An administrative agency has broad discretion to exercise its statutory authority “either by adjudication or rulemaking,” and enjoys “a great deal of flexibility in selecting the proceedings most likely to achieve their regulatory aims.” State of New Jersey, Department of Environmental Protection v. Stavola, 103 *577N.J. 425, 436-37, 511 A.2d 622 (1986). See also Monmouth Medical Center, supra, 272 N.J.Super. at 312, 639 A.2d 1129 (“an administrative agency ordinarily possesses extremely broad authority in determining whether to act through rule-making or adjudication”). We must defer to the procedure utilized by the agency in implementing legislative policy “so long as the selection is responsive to the purpose and function of the agency.” Radiological Society of New Jersey v.
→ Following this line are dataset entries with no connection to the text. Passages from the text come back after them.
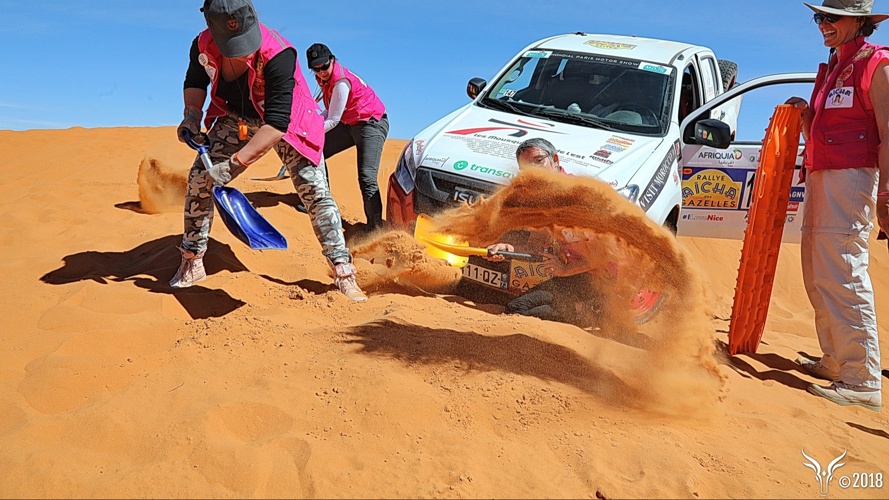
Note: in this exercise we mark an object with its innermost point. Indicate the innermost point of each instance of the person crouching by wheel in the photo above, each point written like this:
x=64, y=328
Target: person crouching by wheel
x=353, y=116
x=259, y=100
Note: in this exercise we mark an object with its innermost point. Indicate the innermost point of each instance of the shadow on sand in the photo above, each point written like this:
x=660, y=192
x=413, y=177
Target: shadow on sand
x=150, y=266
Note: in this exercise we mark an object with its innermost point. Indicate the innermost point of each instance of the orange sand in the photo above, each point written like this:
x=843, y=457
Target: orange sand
x=264, y=382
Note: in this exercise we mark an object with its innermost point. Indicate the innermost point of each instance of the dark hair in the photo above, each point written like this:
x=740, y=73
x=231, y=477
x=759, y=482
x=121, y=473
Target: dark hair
x=536, y=142
x=867, y=27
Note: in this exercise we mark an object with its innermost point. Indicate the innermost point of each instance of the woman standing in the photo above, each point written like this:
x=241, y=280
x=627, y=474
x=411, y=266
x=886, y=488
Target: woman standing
x=847, y=185
x=259, y=101
x=353, y=116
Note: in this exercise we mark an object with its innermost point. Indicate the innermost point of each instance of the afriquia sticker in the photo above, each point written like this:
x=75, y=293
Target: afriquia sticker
x=840, y=98
x=711, y=188
x=600, y=44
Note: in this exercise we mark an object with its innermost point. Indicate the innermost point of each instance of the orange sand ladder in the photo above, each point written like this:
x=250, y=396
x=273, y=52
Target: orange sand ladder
x=765, y=228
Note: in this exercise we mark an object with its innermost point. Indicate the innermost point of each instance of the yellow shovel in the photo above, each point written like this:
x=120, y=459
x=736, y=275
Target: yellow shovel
x=454, y=250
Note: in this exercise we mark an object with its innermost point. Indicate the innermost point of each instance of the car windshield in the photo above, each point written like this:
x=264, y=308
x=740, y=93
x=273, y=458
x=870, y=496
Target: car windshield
x=587, y=89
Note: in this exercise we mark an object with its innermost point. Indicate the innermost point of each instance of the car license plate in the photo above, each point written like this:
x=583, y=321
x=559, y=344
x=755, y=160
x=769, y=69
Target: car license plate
x=480, y=274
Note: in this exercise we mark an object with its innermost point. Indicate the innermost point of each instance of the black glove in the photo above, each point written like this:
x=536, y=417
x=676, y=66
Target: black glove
x=221, y=172
x=191, y=122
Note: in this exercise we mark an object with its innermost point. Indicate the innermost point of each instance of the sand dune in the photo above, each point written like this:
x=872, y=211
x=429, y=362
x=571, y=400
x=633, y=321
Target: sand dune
x=262, y=381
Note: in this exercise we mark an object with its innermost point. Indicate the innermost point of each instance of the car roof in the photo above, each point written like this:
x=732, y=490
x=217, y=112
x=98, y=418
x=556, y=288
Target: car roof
x=631, y=47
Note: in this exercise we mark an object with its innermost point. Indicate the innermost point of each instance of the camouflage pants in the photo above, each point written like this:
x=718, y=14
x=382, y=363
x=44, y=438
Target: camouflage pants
x=310, y=182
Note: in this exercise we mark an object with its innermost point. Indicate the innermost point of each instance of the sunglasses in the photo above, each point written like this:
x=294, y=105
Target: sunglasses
x=831, y=18
x=322, y=68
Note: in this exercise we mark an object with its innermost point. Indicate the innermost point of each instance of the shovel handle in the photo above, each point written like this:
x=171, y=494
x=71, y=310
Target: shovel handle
x=519, y=256
x=200, y=142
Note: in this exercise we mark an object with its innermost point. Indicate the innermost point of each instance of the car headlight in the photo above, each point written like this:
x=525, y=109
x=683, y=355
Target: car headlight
x=630, y=192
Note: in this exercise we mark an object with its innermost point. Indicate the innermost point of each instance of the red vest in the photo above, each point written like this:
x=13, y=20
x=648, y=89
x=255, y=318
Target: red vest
x=306, y=130
x=844, y=131
x=363, y=103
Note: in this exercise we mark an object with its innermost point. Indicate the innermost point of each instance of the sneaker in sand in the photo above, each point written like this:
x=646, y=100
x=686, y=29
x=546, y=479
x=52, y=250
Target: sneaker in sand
x=645, y=305
x=346, y=282
x=817, y=370
x=848, y=395
x=191, y=269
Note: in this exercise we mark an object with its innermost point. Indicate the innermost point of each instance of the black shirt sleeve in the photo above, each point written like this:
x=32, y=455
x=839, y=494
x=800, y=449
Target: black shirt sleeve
x=279, y=88
x=196, y=76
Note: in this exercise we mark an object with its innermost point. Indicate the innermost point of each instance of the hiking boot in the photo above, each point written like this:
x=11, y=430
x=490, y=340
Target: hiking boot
x=817, y=370
x=645, y=305
x=346, y=282
x=847, y=395
x=191, y=269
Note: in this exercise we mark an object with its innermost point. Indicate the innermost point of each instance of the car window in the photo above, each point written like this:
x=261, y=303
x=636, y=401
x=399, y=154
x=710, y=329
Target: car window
x=579, y=88
x=708, y=75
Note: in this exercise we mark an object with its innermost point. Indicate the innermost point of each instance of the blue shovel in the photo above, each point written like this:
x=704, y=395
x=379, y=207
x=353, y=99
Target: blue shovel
x=239, y=216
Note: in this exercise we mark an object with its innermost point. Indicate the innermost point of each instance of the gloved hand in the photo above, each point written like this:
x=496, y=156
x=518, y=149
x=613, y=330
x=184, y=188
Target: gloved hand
x=221, y=172
x=191, y=123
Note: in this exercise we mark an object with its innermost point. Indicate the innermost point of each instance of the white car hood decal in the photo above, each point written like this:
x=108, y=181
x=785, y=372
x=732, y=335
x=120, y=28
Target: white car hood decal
x=481, y=144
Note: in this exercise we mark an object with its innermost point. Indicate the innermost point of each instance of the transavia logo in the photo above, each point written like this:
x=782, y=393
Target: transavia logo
x=824, y=476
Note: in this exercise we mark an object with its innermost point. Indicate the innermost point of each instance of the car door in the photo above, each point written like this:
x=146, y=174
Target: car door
x=717, y=184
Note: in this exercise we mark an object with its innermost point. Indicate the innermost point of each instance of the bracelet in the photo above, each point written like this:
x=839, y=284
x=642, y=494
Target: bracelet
x=237, y=160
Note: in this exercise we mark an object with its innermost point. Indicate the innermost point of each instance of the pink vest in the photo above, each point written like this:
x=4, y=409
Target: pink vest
x=306, y=130
x=844, y=131
x=363, y=103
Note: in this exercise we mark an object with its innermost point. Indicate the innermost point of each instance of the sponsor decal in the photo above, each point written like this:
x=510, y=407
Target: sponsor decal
x=493, y=172
x=842, y=97
x=520, y=128
x=865, y=52
x=655, y=68
x=434, y=161
x=204, y=61
x=847, y=72
x=538, y=54
x=711, y=188
x=614, y=144
x=651, y=192
x=723, y=157
x=703, y=217
x=600, y=44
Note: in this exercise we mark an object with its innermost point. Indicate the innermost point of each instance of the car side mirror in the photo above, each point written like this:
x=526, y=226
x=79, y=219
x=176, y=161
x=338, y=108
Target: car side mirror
x=713, y=133
x=475, y=87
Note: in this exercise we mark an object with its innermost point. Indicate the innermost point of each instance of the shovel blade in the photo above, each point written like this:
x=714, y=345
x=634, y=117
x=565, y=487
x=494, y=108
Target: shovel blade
x=245, y=222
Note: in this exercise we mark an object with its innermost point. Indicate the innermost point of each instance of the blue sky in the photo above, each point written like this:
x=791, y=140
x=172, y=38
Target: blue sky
x=111, y=63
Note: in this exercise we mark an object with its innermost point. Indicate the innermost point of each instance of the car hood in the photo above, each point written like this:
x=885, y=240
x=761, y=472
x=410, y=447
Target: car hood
x=481, y=143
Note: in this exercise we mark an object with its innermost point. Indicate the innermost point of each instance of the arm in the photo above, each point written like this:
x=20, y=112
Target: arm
x=807, y=114
x=879, y=96
x=280, y=86
x=194, y=92
x=338, y=101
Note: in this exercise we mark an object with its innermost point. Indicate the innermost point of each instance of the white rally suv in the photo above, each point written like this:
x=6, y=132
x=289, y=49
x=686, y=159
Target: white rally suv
x=611, y=105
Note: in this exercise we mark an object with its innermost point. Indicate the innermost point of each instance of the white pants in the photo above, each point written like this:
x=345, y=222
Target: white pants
x=837, y=221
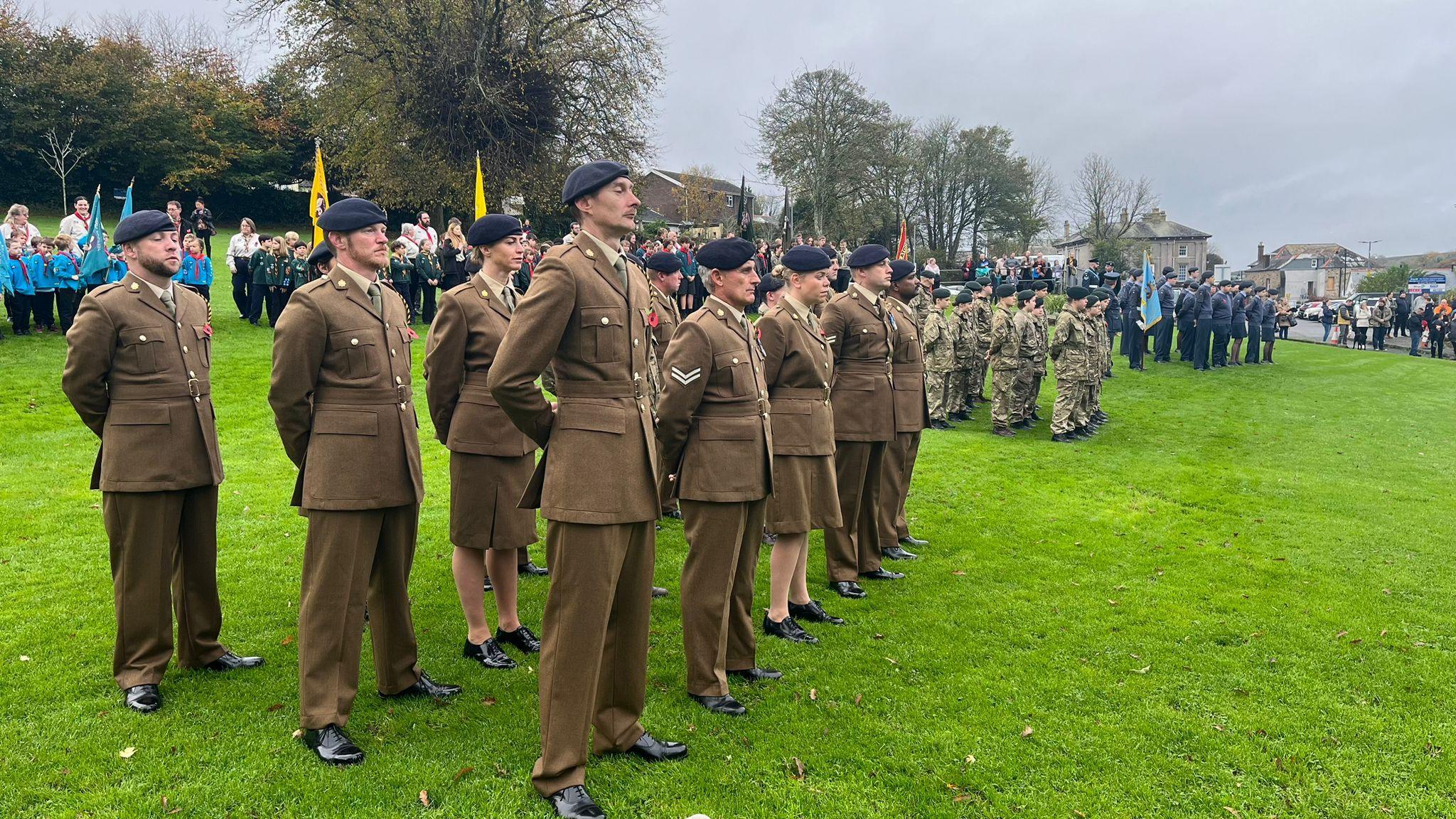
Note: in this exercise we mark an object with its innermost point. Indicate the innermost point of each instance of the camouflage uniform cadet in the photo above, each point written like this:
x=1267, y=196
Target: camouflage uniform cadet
x=938, y=341
x=1069, y=356
x=965, y=355
x=1024, y=328
x=1005, y=360
x=982, y=324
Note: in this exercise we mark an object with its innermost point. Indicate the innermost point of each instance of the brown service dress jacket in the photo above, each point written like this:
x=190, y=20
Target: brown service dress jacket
x=343, y=398
x=714, y=416
x=468, y=328
x=139, y=378
x=907, y=369
x=798, y=366
x=599, y=459
x=862, y=395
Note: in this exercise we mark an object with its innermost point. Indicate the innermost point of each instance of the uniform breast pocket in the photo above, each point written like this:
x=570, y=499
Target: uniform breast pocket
x=204, y=344
x=737, y=375
x=603, y=334
x=357, y=348
x=141, y=348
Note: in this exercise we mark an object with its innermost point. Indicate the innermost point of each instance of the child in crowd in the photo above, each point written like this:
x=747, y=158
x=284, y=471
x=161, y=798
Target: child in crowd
x=22, y=284
x=400, y=273
x=265, y=279
x=43, y=304
x=68, y=269
x=197, y=267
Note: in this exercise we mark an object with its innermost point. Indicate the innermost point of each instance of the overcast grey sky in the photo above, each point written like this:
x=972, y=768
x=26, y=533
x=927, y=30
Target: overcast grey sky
x=1256, y=120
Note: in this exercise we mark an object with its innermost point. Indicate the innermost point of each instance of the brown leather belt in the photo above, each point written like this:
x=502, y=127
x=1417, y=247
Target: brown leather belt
x=370, y=397
x=191, y=388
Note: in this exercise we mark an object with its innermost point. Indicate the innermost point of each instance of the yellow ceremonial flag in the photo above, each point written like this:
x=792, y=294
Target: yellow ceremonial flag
x=319, y=194
x=479, y=188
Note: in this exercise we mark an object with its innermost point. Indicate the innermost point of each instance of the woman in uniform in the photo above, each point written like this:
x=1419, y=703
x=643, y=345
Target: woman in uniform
x=798, y=368
x=490, y=459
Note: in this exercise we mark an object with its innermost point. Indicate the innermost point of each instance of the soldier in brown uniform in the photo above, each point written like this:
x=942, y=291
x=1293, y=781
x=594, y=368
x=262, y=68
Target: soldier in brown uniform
x=717, y=454
x=490, y=459
x=343, y=400
x=137, y=363
x=596, y=484
x=665, y=274
x=912, y=414
x=858, y=327
x=798, y=366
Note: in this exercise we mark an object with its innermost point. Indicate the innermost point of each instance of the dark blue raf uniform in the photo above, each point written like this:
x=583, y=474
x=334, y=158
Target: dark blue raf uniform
x=1203, y=323
x=1222, y=321
x=1164, y=330
x=1256, y=311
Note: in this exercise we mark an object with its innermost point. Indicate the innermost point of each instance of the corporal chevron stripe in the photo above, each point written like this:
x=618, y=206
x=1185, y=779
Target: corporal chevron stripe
x=689, y=376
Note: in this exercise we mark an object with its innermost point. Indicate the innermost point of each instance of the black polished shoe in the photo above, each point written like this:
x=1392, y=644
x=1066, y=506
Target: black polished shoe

New Jersey State Department of Health, 208 N.J.Super. 548, 560, 506 A.2d 755 (App.Div.), certif. denied, 104 N.J. 444, 517 A.2d 434 (1986). Particularly, given the emergent nature of the situation affecting the rate system at the time the amended regulations were promulgated in response to the federal District Court decision, and the fact that issues addressed to the fairness of the specific reimbursement rates for each hospital can be addressed in the adjudicatory context, we cannot conclude that the Division acted arbitrarily or unlawfully in using the then-existing LMAs when promulgating the amended regulations.
Affirmed.
Appellants are Hackettstown Community Hospital, Newton Memorial Hospital, Wallkill Valley Hospital and Warren Hospital.
There were various effective dates for the different provisions. Given the date of enactment, November 30, 1992, the new rate methodology became effective with the repeal of prior law on January 1, 1993. See L. 1992, c. 160, § 42.
"Categorically” eligible individuals include the disabled and dependents of the disabled, 42 U.S.C.A. § 1396a(a)(10)(A).
The register reflects that appellants' comments were noted and considered. 25 N.J.R. 2561.
If "the number of hospitals in a given labor market area decreases to a number less than four,” there may be a merger of that LMA with a geographically contiguous LMA. N.J.A.C. 10:52-5.14(d)(8).